Basic demographics including age, sex, religion, nationality, marital status, age of leaving full-time education, education level, ethnicity, employment status, monthly income, lung health, smoking status (packs per year), biomass fuel exposure, primary respiratory diagnosis, time since diagnosis in years, secondary respiratory diagnoses, family history of lung disease, comorbidities will be recorded at baseline.

Lung function

Spirometry (post bronchodilator FEV1, post bronchodilator FVC, FEV1/FVC ratio), carboxyhaemoglobin test,19 hospitalisations within the last 12 months, number of COPD exacerbations within the last 12 months, treatments will be collected as the baseline data prior to the randomisation of participants.

Nutritional status

Height (Holtain stadiometer), weight (calibrated weight scale) will be measured and body mass index will be calculated. Mid upper arm circumference of the participants will be measured using a measuring tape and skinfold thickness of seven sites (triceps, mid axillary, subscapular, chest, abdominal, supra iliac and thigh measurements) of the body will be measured using a validated calliper. Triplicated measurements will be taken by the same investigator and mean value will be used for the calculation of body fat mass. Fat-free mass will be calculated using Durnin and Womersley formula.20 21 Body composition analysis will be assessed using bioelectrical impedance (SFB7 Impedi Med dual frequency instrument, Impedi Med Limited, Australia) and software V.5.2.4.0.22 Seven-day diet diary method will be used to assess the dietary history and calorie intake.

Disease burden

Breathlessness will be measured using MRC dyspnoea grade (5-item).23 The health-related quality of life related to mobility, self-care, usual activities, pain/discomfort and anxiety–depression will be measured using EuroQol Five Dimensions Five Levels (25-item).24 Clinical status of the airways, functional limitations and psychosocial dysfunction will be determined using Clinical COPD Questionnaire (10-item).25 COPD Assessment Test (8-item) will be used to determine the severity of the COPD.26 Modified brief pain inventory (3-item) will determine the commonly reported chest pain; Work Productivity and Activity Impairment questionnaire (8-item) will be used to measure the effect of severity of COPD and general health on work productivity and regular activities27 and Hospital Anxiety and Depression Scale (14-items) will be used to measure the patient’s emotional state and the presence or absence of clinically significant anxiety and depression.28 Sleep quality of the participants will be measured using Pittsburgh Sleep Quality Index.29 Disease burden will be measured as baseline data prior to the randomisation and postintervention data.

Exercise capacity

Following a safety assessment for absolute and relative contraindications for field walking tests,30 maximal exercise capacity will be assessed using the ISWT31 and Endurance Shuttle Walking Test (ESWT).18 The ISWT and ESWT also include a pretest and post-test measure of SpO2, blood pressure, Borg rating of breathlessness,32 heart rate, Borg rate of perceived exertion.33 The sit-to-stand test will be completed for five continuous repetitions, to measure lower limb movement and strength.34 All measures of exercise capacity will be measured at baseline prior to the randomisation and post intervention.

Physical activity

Subjective health-related physical activity will be measured with the International Physical Activity Questionnaire35 at baseline prior to the randomisation and post intervention.
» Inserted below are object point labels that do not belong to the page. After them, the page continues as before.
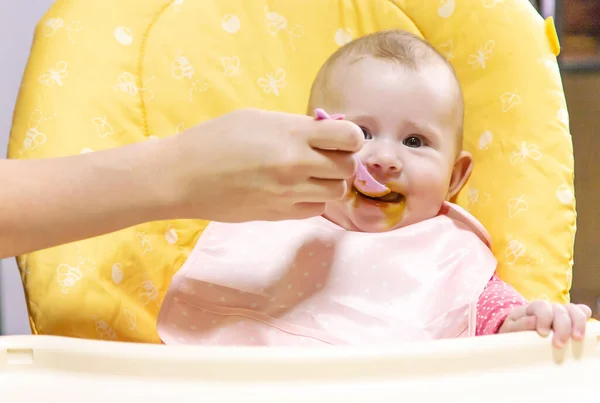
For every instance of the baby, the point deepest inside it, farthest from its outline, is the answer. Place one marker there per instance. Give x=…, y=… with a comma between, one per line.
x=407, y=266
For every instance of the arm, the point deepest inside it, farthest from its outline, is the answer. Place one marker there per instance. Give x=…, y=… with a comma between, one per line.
x=280, y=166
x=496, y=301
x=48, y=202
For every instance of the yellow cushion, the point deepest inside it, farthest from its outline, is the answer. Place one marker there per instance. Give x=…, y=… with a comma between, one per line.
x=112, y=72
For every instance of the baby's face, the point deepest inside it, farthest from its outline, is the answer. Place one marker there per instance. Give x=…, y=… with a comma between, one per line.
x=411, y=121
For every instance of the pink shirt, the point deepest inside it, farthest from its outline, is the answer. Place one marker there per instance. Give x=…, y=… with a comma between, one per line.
x=494, y=304
x=310, y=282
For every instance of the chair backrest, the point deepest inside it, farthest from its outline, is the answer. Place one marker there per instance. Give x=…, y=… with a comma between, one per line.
x=112, y=72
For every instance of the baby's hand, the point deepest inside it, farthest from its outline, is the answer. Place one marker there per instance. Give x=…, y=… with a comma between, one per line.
x=565, y=320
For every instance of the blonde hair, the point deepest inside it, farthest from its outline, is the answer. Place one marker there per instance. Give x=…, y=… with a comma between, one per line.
x=397, y=46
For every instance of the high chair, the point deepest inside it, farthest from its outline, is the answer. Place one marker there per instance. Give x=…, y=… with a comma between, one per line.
x=113, y=72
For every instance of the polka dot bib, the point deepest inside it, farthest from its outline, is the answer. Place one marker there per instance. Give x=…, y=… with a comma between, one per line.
x=310, y=282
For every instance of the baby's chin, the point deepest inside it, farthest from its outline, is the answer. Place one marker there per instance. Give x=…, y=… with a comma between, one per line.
x=367, y=217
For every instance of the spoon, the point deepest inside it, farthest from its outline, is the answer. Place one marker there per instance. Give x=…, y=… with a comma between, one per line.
x=363, y=181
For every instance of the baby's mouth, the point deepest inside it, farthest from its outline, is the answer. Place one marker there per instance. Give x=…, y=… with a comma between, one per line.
x=392, y=197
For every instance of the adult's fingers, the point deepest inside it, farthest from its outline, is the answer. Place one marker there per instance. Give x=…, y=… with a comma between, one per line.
x=333, y=164
x=542, y=310
x=578, y=321
x=338, y=135
x=301, y=211
x=316, y=190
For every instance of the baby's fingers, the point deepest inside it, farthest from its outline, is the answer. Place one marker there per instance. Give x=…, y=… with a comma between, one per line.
x=578, y=320
x=522, y=324
x=544, y=314
x=562, y=325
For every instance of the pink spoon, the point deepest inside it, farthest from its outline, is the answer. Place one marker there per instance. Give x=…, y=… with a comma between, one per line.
x=363, y=181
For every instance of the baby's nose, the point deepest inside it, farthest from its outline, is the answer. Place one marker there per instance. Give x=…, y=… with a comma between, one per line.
x=384, y=165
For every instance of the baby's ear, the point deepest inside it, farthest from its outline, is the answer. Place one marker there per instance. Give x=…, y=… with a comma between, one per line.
x=461, y=172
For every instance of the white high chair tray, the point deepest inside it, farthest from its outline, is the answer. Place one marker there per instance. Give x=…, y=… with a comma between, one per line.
x=513, y=368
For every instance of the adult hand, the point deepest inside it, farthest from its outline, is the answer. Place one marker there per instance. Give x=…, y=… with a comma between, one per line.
x=247, y=165
x=566, y=321
x=260, y=165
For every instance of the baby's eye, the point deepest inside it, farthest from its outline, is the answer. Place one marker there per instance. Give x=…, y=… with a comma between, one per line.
x=366, y=133
x=413, y=142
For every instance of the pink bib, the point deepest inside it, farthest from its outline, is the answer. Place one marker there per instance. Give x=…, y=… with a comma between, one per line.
x=310, y=282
Participants will be asked to wear an activity monitor (ActiGraph wGT3X-BT, ActiGraph, Pensacola, Florida, USA), able to detect a range of PA intensities,36 on the right anterior hip during waking hours for 7 days prior to attending PR (baseline) and for the 7 consecutive days prior to their discharge assessment (follow-up); taking it off for water-based activities and sleep. The collection of physical activity data will coincide with a 7 days diet diary. Printed instructions will be provided to the participants regarding how to wear the monitor.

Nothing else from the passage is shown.